CANBERRA, Australia — The Great Barrier Reef is facing a critical period of heat stress over the coming weeks following the most widespread coral bleaching the natural wonder has ever endured, scientists said Friday.
“The forecasts … indicate that we can expect ongoing levels of thermal stress for at least the next two weeks and maybe three or four weeks,” Wachenfeld said in a weekly update on the reef’s health.
“So this still is a critical time for the reef and it is the weather conditions over the next two to four weeks that will determine the final outcome,” he said.
Ocean temperatures across most of the reef were 0.5 to 1.5 degrees Celsius (0.9 to 2.7 degrees Fahrenheit) above the March average.
In parts of the marine park in the south close to shore which avoided the ravages of previous bleachings, ocean temperatures were 2 to 3 degrees Celsius (3.6 to 5.4 degrees Fahrenheit) above average.
The authority has received 250 reports of sightings of bleached coral due to elevated ocean temperatures during an unusually hot February.
The 345,400-square kilometer World Heritage-listed colorful coral network has been devastated by four coral bleaching events since 1998. The most deadly were the most recent, in consecutive summers in 2016 and 2017.
The Greatest Threat to the Reef Remained Climate Change
Scientists fear the latest coral death rate could match those events.
“At the moment, it’s definitely the most extensive bleaching event we’ve ever had,” U.S. National Oceanic and Atmospheric Administration Coral Reef Watch scientist William Skirving said Friday.
Ove Hoegh-Guldberg, a scientist from the Australian Research Council Center for Excellence in Coral Reef Studies, said how much of the bleached coral would recover and how much would die would not be known for weeks.

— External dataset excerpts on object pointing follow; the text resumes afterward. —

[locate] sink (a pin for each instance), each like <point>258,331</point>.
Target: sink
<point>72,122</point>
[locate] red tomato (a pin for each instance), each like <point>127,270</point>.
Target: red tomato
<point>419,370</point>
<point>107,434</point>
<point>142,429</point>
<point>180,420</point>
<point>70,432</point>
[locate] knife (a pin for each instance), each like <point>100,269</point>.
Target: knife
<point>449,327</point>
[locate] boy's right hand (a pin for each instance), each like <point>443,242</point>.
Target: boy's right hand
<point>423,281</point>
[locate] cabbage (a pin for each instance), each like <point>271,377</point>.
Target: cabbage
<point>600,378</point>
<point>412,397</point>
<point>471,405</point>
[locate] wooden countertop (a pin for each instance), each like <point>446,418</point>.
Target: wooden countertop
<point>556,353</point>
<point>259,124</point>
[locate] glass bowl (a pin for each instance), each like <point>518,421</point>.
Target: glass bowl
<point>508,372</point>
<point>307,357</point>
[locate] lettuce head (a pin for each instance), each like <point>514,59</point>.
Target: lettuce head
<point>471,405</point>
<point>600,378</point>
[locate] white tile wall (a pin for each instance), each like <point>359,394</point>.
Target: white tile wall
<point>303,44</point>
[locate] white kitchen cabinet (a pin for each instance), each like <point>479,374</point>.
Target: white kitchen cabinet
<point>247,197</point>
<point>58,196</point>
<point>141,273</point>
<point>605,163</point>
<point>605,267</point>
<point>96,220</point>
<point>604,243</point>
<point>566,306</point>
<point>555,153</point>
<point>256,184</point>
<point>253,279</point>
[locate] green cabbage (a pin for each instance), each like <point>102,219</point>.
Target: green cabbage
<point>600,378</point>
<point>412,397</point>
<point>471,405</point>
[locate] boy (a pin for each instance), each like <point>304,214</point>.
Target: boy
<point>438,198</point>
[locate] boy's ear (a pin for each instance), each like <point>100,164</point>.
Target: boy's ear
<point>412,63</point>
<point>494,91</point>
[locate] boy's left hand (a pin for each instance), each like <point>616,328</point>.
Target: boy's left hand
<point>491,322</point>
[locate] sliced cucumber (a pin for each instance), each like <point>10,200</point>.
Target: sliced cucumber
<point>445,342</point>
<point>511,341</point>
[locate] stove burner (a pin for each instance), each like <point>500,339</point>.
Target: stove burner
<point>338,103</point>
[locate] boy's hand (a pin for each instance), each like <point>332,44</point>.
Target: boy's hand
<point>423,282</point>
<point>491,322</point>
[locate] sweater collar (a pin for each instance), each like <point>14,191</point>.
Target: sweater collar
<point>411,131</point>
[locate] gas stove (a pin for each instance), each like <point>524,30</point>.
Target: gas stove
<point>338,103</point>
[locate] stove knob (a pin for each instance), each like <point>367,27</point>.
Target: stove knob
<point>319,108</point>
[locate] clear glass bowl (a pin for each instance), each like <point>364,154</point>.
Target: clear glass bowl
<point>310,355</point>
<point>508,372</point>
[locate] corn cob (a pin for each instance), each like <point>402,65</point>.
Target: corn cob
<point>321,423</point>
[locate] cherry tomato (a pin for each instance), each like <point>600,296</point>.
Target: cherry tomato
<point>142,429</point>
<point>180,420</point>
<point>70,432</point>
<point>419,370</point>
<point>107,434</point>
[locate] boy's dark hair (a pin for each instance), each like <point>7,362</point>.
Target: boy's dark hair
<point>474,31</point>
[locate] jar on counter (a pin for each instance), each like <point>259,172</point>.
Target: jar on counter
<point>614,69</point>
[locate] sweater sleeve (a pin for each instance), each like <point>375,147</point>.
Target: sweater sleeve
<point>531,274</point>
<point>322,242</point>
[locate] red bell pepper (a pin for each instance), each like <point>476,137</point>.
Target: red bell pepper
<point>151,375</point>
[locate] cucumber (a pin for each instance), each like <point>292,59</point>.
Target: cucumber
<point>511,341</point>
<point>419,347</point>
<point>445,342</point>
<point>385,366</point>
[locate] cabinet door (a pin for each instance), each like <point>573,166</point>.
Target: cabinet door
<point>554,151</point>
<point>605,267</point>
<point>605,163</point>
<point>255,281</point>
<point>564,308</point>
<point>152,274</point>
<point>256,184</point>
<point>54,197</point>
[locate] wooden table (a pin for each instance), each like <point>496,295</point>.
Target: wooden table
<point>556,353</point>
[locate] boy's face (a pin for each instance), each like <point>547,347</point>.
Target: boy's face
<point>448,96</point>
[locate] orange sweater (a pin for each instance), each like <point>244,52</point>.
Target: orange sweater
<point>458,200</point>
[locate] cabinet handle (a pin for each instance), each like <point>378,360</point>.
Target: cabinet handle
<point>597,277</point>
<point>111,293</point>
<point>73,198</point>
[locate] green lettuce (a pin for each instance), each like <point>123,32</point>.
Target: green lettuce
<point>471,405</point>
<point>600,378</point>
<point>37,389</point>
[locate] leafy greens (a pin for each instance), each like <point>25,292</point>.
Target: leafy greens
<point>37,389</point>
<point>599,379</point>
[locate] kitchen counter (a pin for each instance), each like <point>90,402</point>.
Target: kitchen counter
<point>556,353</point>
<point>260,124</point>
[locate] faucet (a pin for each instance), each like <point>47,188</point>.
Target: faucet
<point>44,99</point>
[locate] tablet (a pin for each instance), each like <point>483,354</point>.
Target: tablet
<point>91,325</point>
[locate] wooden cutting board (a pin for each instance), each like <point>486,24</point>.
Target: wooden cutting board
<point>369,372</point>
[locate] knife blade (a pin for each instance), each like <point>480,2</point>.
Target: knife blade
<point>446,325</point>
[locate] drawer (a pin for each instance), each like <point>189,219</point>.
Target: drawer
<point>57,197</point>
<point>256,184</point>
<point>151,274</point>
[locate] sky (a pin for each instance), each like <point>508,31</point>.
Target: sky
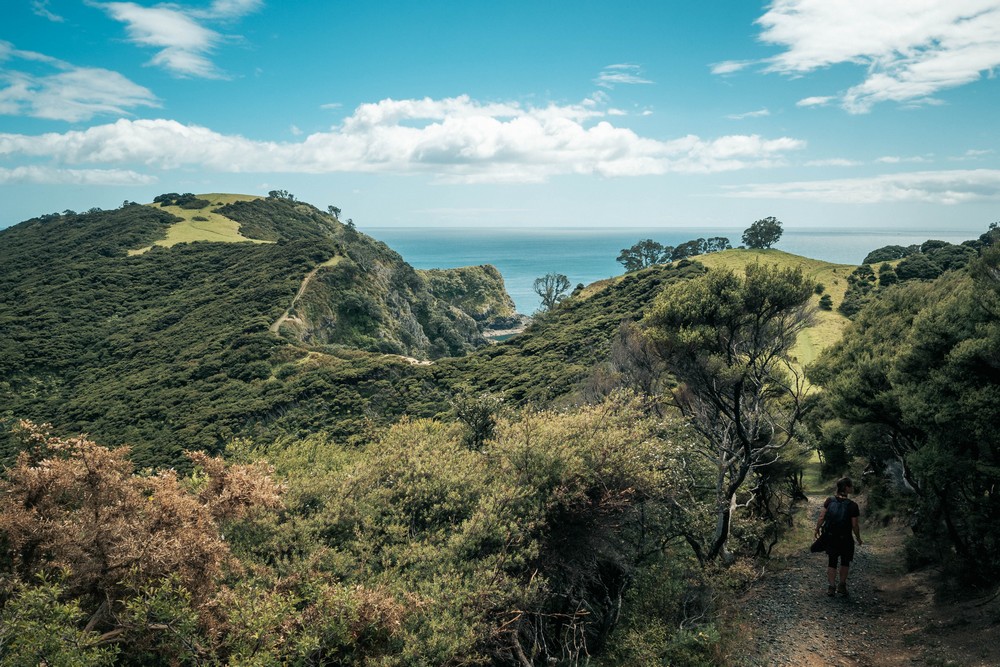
<point>514,113</point>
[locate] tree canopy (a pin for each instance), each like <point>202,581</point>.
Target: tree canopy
<point>726,339</point>
<point>763,233</point>
<point>551,288</point>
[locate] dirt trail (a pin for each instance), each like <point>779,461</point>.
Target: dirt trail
<point>889,620</point>
<point>298,295</point>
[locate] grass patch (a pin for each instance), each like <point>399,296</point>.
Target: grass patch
<point>203,224</point>
<point>829,324</point>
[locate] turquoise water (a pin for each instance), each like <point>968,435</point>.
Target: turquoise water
<point>586,255</point>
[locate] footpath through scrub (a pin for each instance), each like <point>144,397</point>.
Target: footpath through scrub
<point>890,618</point>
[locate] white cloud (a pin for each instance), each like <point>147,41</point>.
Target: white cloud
<point>455,139</point>
<point>622,74</point>
<point>749,114</point>
<point>833,162</point>
<point>185,45</point>
<point>898,159</point>
<point>731,66</point>
<point>41,8</point>
<point>936,187</point>
<point>228,9</point>
<point>911,49</point>
<point>818,101</point>
<point>975,154</point>
<point>67,92</point>
<point>50,175</point>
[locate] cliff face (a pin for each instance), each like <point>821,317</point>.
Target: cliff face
<point>478,291</point>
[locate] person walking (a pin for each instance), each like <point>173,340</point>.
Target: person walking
<point>839,522</point>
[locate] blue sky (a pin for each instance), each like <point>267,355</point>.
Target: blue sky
<point>824,113</point>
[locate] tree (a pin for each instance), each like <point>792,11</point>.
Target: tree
<point>644,253</point>
<point>552,288</point>
<point>763,233</point>
<point>726,339</point>
<point>281,194</point>
<point>717,244</point>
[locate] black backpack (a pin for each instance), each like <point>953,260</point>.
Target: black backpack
<point>837,521</point>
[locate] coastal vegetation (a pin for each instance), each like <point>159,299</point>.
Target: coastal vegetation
<point>303,451</point>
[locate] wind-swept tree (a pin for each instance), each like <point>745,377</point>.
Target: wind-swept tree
<point>762,233</point>
<point>552,288</point>
<point>726,339</point>
<point>645,253</point>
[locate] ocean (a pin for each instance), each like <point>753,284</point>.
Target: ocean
<point>586,255</point>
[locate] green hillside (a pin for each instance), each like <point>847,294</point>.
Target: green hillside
<point>829,324</point>
<point>391,489</point>
<point>173,348</point>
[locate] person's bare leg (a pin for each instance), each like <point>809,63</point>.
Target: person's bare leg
<point>844,569</point>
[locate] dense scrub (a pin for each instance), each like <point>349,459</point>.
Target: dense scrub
<point>912,391</point>
<point>560,355</point>
<point>411,550</point>
<point>171,349</point>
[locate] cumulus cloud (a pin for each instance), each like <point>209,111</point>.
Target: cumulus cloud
<point>900,159</point>
<point>749,114</point>
<point>731,66</point>
<point>454,139</point>
<point>817,101</point>
<point>833,162</point>
<point>184,44</point>
<point>621,74</point>
<point>41,8</point>
<point>936,187</point>
<point>53,176</point>
<point>64,91</point>
<point>910,49</point>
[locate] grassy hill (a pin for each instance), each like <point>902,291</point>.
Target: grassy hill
<point>203,336</point>
<point>829,324</point>
<point>202,224</point>
<point>173,348</point>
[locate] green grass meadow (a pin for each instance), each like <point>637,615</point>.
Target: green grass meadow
<point>213,227</point>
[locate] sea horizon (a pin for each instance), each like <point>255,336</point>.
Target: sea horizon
<point>586,254</point>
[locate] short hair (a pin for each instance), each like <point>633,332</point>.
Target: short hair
<point>843,484</point>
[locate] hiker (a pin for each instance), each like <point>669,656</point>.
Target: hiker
<point>838,520</point>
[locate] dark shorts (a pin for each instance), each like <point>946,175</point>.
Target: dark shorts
<point>841,548</point>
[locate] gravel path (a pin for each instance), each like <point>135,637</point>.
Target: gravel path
<point>791,620</point>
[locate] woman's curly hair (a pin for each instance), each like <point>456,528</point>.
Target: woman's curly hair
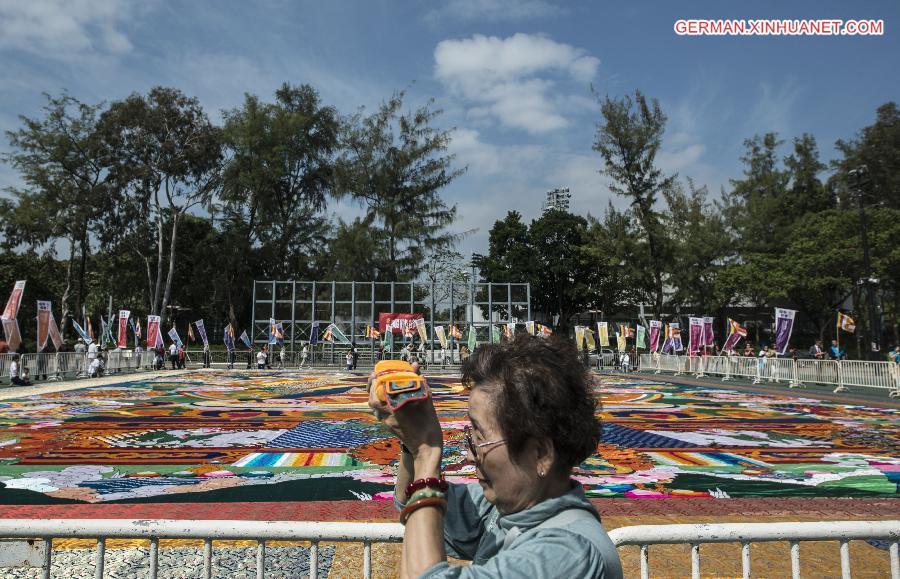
<point>540,389</point>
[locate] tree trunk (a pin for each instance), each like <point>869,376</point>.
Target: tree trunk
<point>172,245</point>
<point>157,294</point>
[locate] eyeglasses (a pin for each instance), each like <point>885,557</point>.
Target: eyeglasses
<point>473,448</point>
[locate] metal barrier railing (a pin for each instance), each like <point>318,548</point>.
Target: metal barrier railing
<point>45,530</point>
<point>207,531</point>
<point>747,533</point>
<point>840,374</point>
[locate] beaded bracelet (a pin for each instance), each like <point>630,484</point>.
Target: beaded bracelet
<point>426,493</point>
<point>427,502</point>
<point>435,483</point>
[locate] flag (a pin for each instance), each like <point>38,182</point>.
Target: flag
<point>11,311</point>
<point>54,332</point>
<point>846,323</point>
<point>589,339</point>
<point>420,327</point>
<point>334,334</point>
<point>735,333</point>
<point>708,337</point>
<point>43,319</point>
<point>695,336</point>
<point>603,333</point>
<point>123,328</point>
<point>153,333</point>
<point>655,327</point>
<point>442,338</point>
<point>80,331</point>
<point>784,326</point>
<point>173,335</point>
<point>228,338</point>
<point>640,341</point>
<point>202,329</point>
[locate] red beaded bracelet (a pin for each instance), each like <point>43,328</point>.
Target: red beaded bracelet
<point>427,502</point>
<point>431,482</point>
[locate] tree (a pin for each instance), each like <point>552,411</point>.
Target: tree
<point>165,157</point>
<point>279,176</point>
<point>395,165</point>
<point>65,191</point>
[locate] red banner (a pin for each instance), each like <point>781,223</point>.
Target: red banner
<point>12,305</point>
<point>398,323</point>
<point>152,331</point>
<point>43,324</point>
<point>123,328</point>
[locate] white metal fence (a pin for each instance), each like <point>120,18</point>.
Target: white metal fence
<point>69,365</point>
<point>795,373</point>
<point>368,533</point>
<point>747,533</point>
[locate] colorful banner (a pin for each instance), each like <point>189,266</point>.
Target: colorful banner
<point>641,340</point>
<point>655,327</point>
<point>784,326</point>
<point>123,328</point>
<point>80,331</point>
<point>709,339</point>
<point>589,339</point>
<point>228,338</point>
<point>11,311</point>
<point>335,334</point>
<point>603,333</point>
<point>55,336</point>
<point>420,327</point>
<point>398,323</point>
<point>735,333</point>
<point>173,335</point>
<point>13,337</point>
<point>675,330</point>
<point>43,324</point>
<point>442,338</point>
<point>201,329</point>
<point>153,337</point>
<point>695,336</point>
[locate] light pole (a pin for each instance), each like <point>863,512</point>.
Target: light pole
<point>859,178</point>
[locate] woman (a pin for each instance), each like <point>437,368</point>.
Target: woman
<point>532,420</point>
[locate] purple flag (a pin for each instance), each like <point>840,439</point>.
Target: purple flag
<point>784,325</point>
<point>655,326</point>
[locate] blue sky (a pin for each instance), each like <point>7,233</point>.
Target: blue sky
<point>513,77</point>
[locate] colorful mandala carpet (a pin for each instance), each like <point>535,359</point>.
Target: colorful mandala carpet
<point>310,437</point>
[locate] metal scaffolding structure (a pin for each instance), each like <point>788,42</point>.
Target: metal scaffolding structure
<point>354,305</point>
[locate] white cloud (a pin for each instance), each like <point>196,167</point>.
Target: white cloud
<point>516,79</point>
<point>493,10</point>
<point>65,29</point>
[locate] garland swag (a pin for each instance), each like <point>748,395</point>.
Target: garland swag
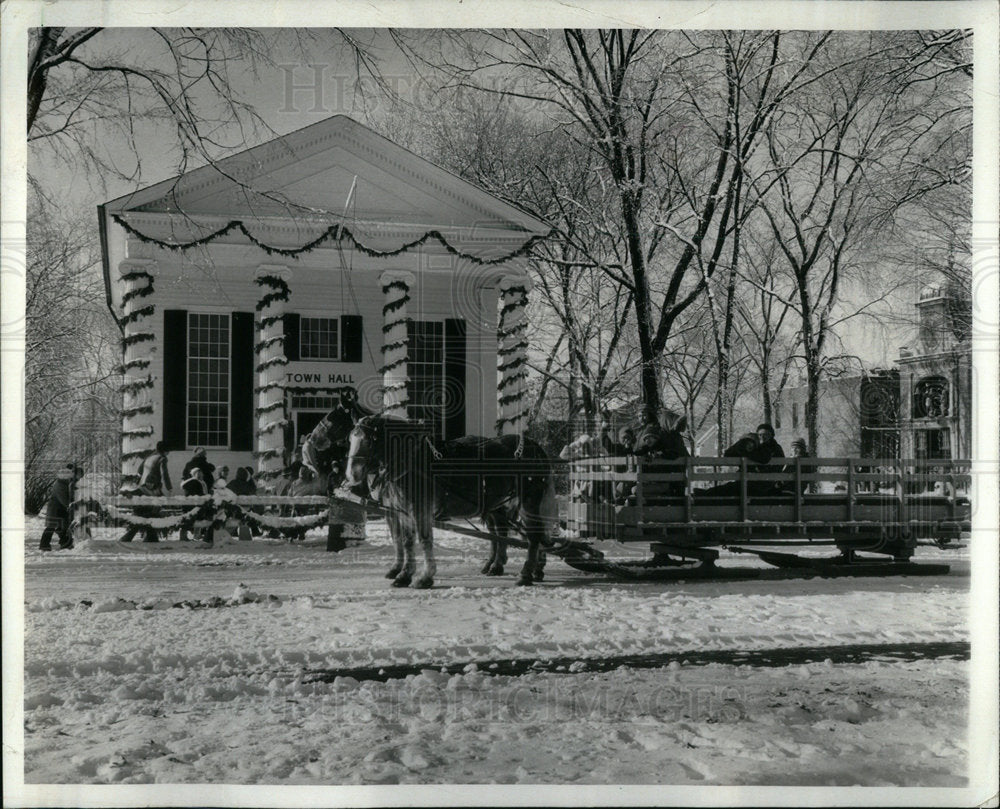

“I’m very worried about the situation given how warm the temperatures are on the Great Barrier Reef and what the projections are,” Hoegh-Guldberg said.
“If it cools down a bit, they’ll recover or, if not, we may head off into something not too different from 2016 and 2017. We’re right at the fork in the road,” he added.
The Great Barrier Reef Marine Park Authority last year downgraded its outlook for the corals’ condition from “poor” to “very poor” due to warming oceans.
Its latest report, which is updated every five years, found the greatest threat to the reef remained climate change. The other threats are associated with coastal development, land-based water runoff and human activity such as illegal fishing.